Seaking of Dust: Dude, if you are one single person and you program / storyboard / illustrate / animate / design literally EVERYTHING in this package except for the music which you contracted out to someone else, then I salute you, sir. Lengthwise, experiencewise, stylewise Dust is right up there at the top of the genre. Sure, it may not have quite the scope and sweep of a Symphony of the night, but damn if it doesn’t still represent.. like… sistine chapel levels of dedication.
Gorgeous art, tight controls, even up to and including one of the most ram bam slam final epic boss fights and conclusions I’ve played in a Metroidvania title. Who the heck IS this guy? He deserves a gold star, or at least all the money that people a popular one man show on XBLA can provide.
Sorry for the wait on the podcast, but they’s a lot of games in there. Might be Alpha Protocol next – many have made a good case for it.
… after Toyko Jungle, of course.
Oh man, the Double Dragon Neon soundtrack, which you can listen to for TOTALLY FREE, is totally radical. Someone needs to buy this so we can play it together and freeze-frame fist bump. Tweedling guitar solo.
Awesomeness: In light of the Steam TV interface: Reddit thread about how to build a steam box for your TV for the price of a console. For those of you who are considering it, like me.

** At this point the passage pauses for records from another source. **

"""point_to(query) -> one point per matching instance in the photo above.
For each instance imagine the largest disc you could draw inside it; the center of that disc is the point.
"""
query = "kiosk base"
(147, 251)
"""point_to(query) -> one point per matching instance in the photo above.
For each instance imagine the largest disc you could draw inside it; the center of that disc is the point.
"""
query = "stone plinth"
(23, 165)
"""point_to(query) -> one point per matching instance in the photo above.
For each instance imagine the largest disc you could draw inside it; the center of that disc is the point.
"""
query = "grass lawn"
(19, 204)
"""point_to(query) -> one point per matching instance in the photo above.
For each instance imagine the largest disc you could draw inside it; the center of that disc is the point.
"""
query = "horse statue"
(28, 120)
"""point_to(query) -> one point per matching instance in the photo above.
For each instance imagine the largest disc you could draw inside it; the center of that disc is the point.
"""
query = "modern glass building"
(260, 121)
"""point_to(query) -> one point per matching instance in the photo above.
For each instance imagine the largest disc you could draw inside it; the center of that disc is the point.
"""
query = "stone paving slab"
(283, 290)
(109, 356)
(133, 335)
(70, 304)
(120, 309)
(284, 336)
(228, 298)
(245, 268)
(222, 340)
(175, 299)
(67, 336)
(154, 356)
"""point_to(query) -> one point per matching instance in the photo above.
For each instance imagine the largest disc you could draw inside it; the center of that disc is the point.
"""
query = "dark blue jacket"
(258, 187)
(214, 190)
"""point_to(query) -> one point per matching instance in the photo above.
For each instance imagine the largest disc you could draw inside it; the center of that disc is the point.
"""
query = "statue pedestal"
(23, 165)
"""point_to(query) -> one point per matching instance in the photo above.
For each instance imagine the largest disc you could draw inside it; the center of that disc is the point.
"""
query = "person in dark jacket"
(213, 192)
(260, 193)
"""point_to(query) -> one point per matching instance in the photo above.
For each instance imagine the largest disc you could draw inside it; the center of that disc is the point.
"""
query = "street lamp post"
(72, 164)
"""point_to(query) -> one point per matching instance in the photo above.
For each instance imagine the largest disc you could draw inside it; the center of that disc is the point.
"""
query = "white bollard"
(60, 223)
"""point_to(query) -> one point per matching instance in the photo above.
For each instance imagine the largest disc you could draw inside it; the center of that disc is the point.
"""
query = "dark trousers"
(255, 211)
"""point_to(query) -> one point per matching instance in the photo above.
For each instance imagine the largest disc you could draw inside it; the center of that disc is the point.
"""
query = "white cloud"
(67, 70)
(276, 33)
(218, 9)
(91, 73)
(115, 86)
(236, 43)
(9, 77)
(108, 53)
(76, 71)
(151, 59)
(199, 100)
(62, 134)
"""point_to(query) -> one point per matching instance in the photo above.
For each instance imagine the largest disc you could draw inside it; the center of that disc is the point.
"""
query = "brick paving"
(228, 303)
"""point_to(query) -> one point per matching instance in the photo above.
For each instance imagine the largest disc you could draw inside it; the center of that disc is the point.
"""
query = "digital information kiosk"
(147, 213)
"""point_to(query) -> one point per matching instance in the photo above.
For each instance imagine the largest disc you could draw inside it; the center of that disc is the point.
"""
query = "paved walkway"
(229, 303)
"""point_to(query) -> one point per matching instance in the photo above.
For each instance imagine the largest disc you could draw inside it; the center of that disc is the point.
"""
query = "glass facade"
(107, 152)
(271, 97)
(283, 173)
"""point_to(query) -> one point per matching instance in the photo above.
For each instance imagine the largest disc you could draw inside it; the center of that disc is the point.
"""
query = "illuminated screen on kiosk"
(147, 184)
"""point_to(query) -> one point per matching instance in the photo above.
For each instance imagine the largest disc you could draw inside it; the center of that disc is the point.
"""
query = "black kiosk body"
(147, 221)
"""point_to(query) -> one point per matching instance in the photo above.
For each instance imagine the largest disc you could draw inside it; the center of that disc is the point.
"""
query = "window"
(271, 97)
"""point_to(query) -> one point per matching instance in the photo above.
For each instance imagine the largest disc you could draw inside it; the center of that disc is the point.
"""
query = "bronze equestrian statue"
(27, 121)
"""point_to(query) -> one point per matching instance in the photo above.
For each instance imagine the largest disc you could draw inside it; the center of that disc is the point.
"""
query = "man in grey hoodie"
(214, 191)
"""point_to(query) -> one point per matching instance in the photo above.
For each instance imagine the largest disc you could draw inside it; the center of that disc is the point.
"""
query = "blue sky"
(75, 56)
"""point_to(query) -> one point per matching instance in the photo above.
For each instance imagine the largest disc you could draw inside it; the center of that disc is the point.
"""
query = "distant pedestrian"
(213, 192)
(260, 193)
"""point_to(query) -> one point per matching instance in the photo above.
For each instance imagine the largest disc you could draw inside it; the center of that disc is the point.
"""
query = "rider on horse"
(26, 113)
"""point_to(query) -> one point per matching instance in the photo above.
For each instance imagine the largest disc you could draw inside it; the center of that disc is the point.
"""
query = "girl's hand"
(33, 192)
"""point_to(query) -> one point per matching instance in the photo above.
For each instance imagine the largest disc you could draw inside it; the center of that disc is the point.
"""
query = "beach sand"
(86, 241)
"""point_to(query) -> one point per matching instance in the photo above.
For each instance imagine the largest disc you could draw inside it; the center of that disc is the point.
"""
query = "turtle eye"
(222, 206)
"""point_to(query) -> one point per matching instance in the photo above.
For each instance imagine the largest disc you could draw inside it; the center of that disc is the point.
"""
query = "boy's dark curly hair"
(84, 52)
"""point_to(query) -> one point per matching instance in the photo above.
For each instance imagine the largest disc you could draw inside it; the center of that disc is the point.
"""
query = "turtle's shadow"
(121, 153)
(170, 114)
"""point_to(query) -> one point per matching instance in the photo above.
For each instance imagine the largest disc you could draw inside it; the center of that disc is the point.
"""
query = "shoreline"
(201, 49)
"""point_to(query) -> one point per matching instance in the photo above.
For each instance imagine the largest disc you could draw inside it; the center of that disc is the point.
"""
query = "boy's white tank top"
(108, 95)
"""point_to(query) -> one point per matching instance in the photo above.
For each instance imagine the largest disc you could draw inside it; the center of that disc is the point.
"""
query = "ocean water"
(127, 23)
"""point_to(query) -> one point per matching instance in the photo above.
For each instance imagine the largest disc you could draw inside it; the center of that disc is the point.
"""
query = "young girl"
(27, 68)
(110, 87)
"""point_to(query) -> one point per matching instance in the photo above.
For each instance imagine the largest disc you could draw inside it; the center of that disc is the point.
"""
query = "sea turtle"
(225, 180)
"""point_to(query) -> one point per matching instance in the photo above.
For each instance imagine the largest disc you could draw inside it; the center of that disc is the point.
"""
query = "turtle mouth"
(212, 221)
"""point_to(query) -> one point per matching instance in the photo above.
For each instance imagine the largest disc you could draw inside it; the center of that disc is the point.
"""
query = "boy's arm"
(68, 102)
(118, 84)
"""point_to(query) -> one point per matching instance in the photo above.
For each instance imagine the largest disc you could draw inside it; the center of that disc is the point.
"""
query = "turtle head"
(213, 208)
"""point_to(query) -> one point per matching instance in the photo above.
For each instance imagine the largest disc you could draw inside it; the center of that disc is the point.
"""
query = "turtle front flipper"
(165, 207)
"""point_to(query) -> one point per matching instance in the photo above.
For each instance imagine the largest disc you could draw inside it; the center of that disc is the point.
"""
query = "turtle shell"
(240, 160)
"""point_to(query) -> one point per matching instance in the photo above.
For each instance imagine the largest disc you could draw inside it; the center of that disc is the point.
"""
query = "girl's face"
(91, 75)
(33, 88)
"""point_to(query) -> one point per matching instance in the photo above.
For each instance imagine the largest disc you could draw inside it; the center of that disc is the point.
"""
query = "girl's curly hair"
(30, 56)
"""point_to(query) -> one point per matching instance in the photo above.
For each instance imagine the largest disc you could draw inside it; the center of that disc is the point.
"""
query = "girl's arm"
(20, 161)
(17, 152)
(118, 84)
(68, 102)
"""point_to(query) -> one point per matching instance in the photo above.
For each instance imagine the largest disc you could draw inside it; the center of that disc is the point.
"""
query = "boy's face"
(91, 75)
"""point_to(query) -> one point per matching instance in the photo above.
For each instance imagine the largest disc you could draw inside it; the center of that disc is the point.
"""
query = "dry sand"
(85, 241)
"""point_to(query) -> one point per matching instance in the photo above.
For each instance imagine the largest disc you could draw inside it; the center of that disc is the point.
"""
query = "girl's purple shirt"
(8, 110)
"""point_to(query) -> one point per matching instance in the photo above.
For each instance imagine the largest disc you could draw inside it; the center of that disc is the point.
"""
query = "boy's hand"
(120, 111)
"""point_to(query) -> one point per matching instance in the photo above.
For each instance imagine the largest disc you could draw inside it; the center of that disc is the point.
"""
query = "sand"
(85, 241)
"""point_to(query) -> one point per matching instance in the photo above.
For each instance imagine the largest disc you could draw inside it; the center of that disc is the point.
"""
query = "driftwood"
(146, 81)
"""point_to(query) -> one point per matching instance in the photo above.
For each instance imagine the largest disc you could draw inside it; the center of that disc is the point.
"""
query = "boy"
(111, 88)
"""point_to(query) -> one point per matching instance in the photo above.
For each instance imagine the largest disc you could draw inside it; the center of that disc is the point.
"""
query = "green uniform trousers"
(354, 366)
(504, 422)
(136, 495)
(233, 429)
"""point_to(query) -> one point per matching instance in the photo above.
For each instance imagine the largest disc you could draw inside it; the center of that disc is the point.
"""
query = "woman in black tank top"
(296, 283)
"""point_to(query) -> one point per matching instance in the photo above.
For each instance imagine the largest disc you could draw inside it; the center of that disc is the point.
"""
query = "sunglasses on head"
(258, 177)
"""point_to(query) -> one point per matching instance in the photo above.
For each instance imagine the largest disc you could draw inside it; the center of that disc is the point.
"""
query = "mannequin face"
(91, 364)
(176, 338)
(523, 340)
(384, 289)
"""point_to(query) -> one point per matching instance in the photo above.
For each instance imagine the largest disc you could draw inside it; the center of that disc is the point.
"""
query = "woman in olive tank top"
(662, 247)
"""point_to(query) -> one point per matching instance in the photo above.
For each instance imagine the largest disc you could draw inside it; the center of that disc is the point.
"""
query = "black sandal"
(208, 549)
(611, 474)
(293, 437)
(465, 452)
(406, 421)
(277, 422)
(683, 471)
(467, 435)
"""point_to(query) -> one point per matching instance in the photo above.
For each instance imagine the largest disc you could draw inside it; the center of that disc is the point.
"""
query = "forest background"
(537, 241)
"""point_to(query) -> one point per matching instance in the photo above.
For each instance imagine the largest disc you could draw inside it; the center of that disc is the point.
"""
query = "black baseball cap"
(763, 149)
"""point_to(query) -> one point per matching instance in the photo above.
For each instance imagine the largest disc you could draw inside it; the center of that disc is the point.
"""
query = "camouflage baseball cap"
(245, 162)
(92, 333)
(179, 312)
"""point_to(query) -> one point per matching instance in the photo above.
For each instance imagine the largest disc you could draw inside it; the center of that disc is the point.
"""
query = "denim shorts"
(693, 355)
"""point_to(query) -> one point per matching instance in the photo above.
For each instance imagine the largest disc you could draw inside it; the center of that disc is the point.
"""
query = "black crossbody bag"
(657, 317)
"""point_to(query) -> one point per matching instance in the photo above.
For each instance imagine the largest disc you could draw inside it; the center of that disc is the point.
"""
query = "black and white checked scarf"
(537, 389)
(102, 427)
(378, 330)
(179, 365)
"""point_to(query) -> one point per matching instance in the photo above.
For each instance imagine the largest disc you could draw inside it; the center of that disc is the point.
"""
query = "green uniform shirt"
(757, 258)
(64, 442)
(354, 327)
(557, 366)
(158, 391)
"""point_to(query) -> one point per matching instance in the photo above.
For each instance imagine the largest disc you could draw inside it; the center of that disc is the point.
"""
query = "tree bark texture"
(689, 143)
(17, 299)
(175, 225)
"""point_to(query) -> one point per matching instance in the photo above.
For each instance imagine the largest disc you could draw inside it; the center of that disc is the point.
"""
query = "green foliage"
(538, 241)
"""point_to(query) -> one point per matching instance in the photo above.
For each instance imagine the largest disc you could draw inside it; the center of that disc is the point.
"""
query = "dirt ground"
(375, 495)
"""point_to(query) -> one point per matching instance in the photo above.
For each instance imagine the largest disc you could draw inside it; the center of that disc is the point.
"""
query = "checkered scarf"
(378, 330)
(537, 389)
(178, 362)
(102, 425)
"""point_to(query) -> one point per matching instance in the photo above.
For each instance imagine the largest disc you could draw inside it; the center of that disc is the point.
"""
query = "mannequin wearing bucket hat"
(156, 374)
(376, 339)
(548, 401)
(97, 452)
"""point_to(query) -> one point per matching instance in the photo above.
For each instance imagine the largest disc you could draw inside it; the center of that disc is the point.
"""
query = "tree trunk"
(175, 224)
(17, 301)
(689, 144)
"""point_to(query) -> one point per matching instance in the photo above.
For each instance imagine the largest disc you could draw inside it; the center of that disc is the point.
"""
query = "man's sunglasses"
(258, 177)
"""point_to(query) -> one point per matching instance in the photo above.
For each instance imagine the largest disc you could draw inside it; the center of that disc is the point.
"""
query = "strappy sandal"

Also, if you love Wing Commander, you really should go to this page and enter “42” as the password. I don’t know what it’s gonna be, but I’m in line.
I’ll put down my experince with MMOJ to being (thankfully?) totally ignorant of most mobile development paradigms then.
Whoa! Cyberpunk text adventure outa nowhere. I’d hit that. Alex: Where does he find these wonderful toys?
So I grabbed the Double Fine iOS’ joint “Middle Manager of Justice” before the Internet discovered that it was basically a leaked beta that ended up on the iOS store totally by accident. Oh well. Plays fine so far! I’m a bit torn on whether I want to keep fooling around with it or wait until they update their shizz and go back for the real game.
Upside: Trademark Tim Schaffer style humor with great art and music. I have two superheroes who took down (“We get it! You have a skull for a face!”) villain Skullface at a boss lair battle today. Did some paperwork, improved morale of my team through use of a powerpoint presentation that had a nice acrostic for “S-U-P-E-R” on it.
Downside: Razzum frazzum “energy” mechanic. I swore I’d never play one of these, but it’s Double Fine. I’ll give them a shot, but… gah!
I like friends. I also like Natural Selection, such as I remember it. Will certainly be playing if the Squad decides that it’s a thing we’re into.